Si nos ponemos a pensar en un ascensor, en nuestra cabeza se muestran imágenes de habitáculos de acero inoxidable, números digitales y botoneras modernas. Nada más lejos de nuestra imaginación: los ascensores no son un proyecto de hoy. Aunque nos parezca irrealizable, los mecanismos usados para transportar carga han existido a lo largo de bastante más de 2000 años.

Los primeros ascensores eran interfaces abiertas, suspendidas por medio de unas cuerdas de cáñamo que permitían mover la carga de manera vertical. Estos elementales elevadores eran accionados por personas y animales. El primer ascensor del que se tiene constancia, lo desarrolló el matemático Arquímedes en el año 236 antes de Cristo. En esta época se utilizaban estos artefactos, con el objetivo de mover por todos lados agua, materiales de construcción  y otros elementos pesados.

Ascensores: una historia que viene de lejos

Como ejemplo de esta época tenemos el Coliseo: su interior albergaba un complejo sistema subterráneo de habitaciones, corrales con animales y túneles. Tanto los pasadizos, las estancias, como la arena del anfiteatro estaban situados en diferentes escenarios, por lo cual se utilizaban terminales ubicadas en ejes verticales, que facilitaban el transporte de los luchadores y los animales hacia la área central a través de ascensores..

En relación a los ascensores ocupados por usuarios, aunque de manera muy puntual, se comenzaron a usar desde el S.XVIII. Uno de los primeros en poseerlo fue el Rey Luis XV, cuando tomó la decisión de colocarlo en Versalles.
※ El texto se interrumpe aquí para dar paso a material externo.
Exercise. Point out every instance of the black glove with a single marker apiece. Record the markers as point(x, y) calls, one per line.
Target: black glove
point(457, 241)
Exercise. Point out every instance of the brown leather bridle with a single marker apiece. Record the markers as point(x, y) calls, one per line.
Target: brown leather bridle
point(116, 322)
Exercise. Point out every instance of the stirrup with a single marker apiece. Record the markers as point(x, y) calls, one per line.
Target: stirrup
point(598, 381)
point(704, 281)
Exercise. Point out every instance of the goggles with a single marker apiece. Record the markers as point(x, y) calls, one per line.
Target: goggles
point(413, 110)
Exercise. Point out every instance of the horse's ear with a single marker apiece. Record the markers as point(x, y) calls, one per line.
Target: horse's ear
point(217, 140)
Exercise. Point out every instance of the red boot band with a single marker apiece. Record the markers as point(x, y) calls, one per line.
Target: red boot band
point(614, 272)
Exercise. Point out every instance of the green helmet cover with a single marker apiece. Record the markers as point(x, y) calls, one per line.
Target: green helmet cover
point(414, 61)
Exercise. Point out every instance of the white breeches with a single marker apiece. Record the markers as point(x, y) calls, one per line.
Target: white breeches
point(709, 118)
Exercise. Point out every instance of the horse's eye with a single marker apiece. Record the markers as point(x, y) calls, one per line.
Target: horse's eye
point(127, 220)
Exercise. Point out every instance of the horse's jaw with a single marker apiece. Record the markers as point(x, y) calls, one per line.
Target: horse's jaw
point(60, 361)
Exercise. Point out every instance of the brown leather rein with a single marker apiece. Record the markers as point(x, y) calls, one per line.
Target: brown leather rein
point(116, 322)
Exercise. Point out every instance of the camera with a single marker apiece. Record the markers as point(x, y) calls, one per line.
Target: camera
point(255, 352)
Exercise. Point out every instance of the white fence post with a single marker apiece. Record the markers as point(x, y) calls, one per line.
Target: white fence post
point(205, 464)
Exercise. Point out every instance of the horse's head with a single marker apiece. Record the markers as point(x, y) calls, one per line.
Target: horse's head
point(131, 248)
Este ascensor poseía la intención de unir de manera discreta las habitaciones del segundo piso, donde vivía su amante, con las del primer piso, el sitio donde estaban las estancias reales.

Si nos referimos a él tecnológicamente, este ascensor no era muchísimo más evolucionado que el que podíamos hallar en el Coliseo Romano: subía y bajaba por medio de unos cuantos hombres accionando unas cuerdas, situados en la parte interior de una de las chimeneas de palacio.

Pero no fue hasta el S.XIX cuando dos arquitectos británicos, Burton y Hormer, construyeron una interfaz en el centro de Londres, que subía y bajaba por medio de un complejo sistema a vapor. Este sistema transportaba a los turistas hacia una altura destacable, con la intención de poder contemplar las sensacionales vistas de las localidad. La realidad es que este «mirador» fue un verdadero logro, debido a que hasta hoy, y gracias a la cantidad considerable de accidentes que se producían, nadie se atrevía a subir a semejantes ascensores.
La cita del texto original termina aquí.